Kegiatan belajar kembali dilanjutkan. Setelah perdebatan dengan Luna tadi, Anaya menjadi sedikit canggung. Perkataan yang keluar dengan spontan tanpa pikir panjang itu, entah apa yang Raka pikirkan mengenai Anaya sekarang. Anaya sendiri merasa perkataannya terlalu berlebihan karena menyebut Raka miliknya. Apalagi Raka sendiri, dia pasti lebih kesal.
Ketika keluar dari perpustakaan, Anaya langsung minta maaf atas sikapnya tadi. Anaya berkata bahwa itu ia ucapkan tanpa pikir panjang. Perasaan kesal yang menggebu juga membuatnya bicara asal-asalan. Anaya berharap Raka tak kesal.
“Ga perlu minta maaf. Gue ga marah,” kata Raka.
“Kamu suka Luna?” tanya Anaya tiba-tiba.
Padahal Anaya sudah mengetahui jawabannya. Tetapi Anaya memilih untuk bertanya karena ingin memastikan satu hal.
Tetapi Raka tak menjawab pertanyaan itu. Raka malah pergi meninggalkan Anaya tanpa mengucapkan sepatah katapun. Anaya sampai dibuat panik akan sikap Raka itu.
Saat sedang proses belajar mengajar, Anaya terus melirik ke arah Raka. Sikap aneh Raka tadi membuat hati Anaya tak tenang. Anaya tak terima jika Raka tak menjawab pertanyaan itu dan malah memilih pergi. Kebisuan Raka dapat diartikan sebagai sikap enggan menjawab. Biasanya itu terjadi jika pertanyaan yang diajukan adalah benar.
Pikiran itu membuat pikiran Anaya kacau. Entah mengapa hati Anaya tak menerima jika Raka menyukai Luna. Tidak masalah jika menyukai seseorang. Tetapi setidaknya jangan Luna. Anaya tak ingin temannya jatuh ke perempuan pick me, manja, cengeng, dan tak tahu malu seperti Luna.

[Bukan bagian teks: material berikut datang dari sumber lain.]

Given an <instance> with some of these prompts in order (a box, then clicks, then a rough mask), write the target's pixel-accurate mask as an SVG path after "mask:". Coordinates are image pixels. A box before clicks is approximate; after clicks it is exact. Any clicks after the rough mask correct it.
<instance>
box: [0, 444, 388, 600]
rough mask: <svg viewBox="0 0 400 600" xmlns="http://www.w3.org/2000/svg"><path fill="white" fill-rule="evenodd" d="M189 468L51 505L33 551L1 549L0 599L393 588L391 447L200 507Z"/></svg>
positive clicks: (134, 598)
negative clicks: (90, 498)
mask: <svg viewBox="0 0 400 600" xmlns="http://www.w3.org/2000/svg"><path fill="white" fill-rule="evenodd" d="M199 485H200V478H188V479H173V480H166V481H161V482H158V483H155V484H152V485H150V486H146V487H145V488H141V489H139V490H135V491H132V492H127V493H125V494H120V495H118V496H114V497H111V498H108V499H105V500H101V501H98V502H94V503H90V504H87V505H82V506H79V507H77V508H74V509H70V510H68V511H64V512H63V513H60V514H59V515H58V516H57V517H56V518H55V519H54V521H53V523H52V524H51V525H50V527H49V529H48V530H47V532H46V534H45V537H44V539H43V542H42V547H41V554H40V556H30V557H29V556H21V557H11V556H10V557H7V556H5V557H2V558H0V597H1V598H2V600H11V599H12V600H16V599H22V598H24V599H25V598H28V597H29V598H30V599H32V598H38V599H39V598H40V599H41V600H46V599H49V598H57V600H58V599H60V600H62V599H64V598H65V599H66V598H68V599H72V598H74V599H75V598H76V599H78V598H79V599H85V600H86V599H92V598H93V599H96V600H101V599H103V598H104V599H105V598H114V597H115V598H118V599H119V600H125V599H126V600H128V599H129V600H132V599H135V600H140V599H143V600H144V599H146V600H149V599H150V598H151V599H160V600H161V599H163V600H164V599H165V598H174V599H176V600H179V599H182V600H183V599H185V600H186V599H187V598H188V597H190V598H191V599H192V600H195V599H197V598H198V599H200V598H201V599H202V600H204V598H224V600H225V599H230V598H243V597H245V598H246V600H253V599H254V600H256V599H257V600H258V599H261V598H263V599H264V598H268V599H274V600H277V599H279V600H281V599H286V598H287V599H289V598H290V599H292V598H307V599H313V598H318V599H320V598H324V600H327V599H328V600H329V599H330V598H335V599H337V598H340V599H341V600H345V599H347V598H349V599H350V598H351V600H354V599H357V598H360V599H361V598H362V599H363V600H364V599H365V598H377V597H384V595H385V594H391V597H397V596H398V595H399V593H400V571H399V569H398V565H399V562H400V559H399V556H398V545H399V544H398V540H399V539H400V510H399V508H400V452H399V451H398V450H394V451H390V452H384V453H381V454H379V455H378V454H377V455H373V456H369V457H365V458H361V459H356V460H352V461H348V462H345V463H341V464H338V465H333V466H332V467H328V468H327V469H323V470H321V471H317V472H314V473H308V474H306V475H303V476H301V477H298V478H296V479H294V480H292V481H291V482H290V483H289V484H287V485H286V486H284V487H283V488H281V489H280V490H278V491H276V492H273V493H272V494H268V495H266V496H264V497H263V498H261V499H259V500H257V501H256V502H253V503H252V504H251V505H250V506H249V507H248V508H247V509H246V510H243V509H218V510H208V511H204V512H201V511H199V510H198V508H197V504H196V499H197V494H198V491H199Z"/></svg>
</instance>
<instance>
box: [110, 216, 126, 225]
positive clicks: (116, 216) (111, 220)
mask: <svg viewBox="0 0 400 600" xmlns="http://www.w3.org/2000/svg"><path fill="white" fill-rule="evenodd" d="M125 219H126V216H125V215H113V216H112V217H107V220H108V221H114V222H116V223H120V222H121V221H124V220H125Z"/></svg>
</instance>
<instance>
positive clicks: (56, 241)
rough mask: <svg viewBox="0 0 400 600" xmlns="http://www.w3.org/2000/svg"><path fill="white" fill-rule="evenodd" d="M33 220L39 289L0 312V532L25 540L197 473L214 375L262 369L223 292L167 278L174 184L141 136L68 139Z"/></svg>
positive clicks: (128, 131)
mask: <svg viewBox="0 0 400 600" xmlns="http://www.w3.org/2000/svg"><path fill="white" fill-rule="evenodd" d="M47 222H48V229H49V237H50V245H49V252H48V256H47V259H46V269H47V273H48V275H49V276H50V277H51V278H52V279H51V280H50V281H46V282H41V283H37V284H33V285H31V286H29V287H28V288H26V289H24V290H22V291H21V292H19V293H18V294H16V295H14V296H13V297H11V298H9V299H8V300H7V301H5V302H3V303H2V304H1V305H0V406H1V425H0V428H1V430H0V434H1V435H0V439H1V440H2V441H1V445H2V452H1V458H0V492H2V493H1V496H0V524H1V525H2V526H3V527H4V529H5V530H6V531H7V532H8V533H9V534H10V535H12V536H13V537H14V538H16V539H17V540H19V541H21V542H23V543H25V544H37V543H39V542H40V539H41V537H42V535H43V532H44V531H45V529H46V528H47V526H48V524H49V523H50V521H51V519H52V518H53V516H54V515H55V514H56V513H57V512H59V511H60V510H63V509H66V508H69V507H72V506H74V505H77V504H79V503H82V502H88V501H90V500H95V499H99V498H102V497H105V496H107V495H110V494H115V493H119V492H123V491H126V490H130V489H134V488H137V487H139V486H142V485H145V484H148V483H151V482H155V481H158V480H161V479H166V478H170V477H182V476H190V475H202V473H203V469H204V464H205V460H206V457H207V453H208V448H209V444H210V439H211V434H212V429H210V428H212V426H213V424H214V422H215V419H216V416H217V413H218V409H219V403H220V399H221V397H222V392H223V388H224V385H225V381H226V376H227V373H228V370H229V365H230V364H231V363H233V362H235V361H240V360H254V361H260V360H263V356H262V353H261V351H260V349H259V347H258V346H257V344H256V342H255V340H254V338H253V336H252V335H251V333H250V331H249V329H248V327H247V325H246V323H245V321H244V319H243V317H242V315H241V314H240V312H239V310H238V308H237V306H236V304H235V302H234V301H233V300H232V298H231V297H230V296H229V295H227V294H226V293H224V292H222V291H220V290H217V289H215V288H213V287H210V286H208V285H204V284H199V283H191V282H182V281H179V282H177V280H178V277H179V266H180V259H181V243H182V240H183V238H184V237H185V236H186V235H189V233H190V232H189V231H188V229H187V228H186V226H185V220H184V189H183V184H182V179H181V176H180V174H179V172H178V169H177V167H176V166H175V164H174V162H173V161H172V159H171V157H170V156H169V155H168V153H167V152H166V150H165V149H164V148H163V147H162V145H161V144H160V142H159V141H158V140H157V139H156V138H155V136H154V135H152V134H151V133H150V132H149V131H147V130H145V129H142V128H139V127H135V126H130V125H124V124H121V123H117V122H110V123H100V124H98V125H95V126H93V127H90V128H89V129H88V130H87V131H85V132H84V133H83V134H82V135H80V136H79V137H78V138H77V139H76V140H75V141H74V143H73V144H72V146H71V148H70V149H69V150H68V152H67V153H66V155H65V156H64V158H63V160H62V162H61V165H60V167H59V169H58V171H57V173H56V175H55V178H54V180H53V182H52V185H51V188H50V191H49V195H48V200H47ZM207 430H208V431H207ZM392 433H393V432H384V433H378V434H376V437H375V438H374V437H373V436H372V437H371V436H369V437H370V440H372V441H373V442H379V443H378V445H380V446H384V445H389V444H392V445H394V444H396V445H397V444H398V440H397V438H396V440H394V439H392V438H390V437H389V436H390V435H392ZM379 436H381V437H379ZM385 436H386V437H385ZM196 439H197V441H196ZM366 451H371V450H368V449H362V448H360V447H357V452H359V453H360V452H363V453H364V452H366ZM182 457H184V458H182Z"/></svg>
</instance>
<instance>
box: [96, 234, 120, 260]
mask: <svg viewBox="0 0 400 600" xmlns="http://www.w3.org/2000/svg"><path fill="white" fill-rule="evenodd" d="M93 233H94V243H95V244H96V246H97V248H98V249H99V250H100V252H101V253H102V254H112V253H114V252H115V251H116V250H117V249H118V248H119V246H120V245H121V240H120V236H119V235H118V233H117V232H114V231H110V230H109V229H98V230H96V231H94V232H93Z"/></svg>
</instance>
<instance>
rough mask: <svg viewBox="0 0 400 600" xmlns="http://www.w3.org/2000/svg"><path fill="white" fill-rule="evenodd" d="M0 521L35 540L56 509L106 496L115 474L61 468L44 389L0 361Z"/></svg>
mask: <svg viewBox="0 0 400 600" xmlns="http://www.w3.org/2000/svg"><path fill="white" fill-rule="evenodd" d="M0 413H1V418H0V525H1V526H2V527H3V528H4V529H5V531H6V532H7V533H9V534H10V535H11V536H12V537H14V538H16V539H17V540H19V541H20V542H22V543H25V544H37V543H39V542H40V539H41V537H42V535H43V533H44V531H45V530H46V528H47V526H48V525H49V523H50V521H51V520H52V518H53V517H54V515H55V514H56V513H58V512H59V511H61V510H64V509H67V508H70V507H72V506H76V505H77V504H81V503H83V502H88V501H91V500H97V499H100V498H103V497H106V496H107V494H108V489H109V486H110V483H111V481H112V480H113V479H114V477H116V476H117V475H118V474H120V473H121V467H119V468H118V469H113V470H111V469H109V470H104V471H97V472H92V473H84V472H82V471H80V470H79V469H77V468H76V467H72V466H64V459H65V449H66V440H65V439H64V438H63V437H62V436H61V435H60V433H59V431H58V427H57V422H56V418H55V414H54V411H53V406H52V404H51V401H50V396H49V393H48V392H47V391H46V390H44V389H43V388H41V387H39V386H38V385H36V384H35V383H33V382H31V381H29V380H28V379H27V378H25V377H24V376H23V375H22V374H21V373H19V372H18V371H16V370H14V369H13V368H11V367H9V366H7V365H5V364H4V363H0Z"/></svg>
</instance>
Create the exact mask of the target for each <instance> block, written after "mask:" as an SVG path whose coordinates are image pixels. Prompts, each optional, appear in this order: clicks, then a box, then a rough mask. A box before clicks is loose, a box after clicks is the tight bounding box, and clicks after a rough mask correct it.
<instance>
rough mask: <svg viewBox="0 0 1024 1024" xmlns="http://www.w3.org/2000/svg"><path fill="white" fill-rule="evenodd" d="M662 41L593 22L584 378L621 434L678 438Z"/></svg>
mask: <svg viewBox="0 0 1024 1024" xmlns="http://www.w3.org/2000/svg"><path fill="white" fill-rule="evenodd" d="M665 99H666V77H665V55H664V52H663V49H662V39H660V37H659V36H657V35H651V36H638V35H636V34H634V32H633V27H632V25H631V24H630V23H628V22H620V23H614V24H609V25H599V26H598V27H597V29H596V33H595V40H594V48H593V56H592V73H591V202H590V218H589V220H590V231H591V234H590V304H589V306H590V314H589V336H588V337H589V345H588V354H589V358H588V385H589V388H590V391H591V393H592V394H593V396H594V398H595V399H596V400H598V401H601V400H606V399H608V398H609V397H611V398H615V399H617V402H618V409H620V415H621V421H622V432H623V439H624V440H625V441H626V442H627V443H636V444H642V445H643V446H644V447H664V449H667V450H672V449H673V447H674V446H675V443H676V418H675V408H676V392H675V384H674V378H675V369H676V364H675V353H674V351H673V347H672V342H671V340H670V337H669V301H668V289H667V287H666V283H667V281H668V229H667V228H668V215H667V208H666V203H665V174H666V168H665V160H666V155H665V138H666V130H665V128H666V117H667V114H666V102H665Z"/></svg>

“Pokoknya Raka ga boleh sama dia!” gumam benak Anaya ketika melihat Luna.
“Kalian udah capek belum?” tanya Bu Tutik, guru Agama dikelas.
“Udah...”
“Kalau gitu gimana kalau kita refreshing. Tapi ibu punya refreshing yang beda dari guru-guru lain. Ibu bisa baca pikiran kalian,” kata Bu Tutik.
Semua murid di kelas lalu terkejut bersamaan. Di dunia ini tidak ada yang bisa membaca pikiran. Jadi pasti ada yang tidak percaya akan hal itu. Salah satu yang tak percaya adalah Anaya.
Kemudian Bu Susan memulai permainannya. Dia meminta agar seluruh siswa mengosongkan pikiran mereka. Kemudian selanjutnya menyuruh untuk memikirkan masalah yang sedang terjadi di rumah mereka masing-masing.
Bu Tutik yang berjalan keliling kelas terlihat seperti sedang membaca pikiran mereka satu persatu.
“Gilang. Kakak kamu mau nikah yah. Semoga masalahnya cepat selesai dan keluarga kakak kamu menjadi keluarga yang sakinah, mawadah, wa rahmah.” Bu Tutik tersenyum kepada Gilang.
Sementara itu Gilang terlihat syok setelah pikirannya dibaca. Ekspresi wajah Gilang menimbulkan asumsi bahwa Bu Tutik membaca pikirannya dengan tepat. Jika itu benar, itu keahlian yang luar biasa.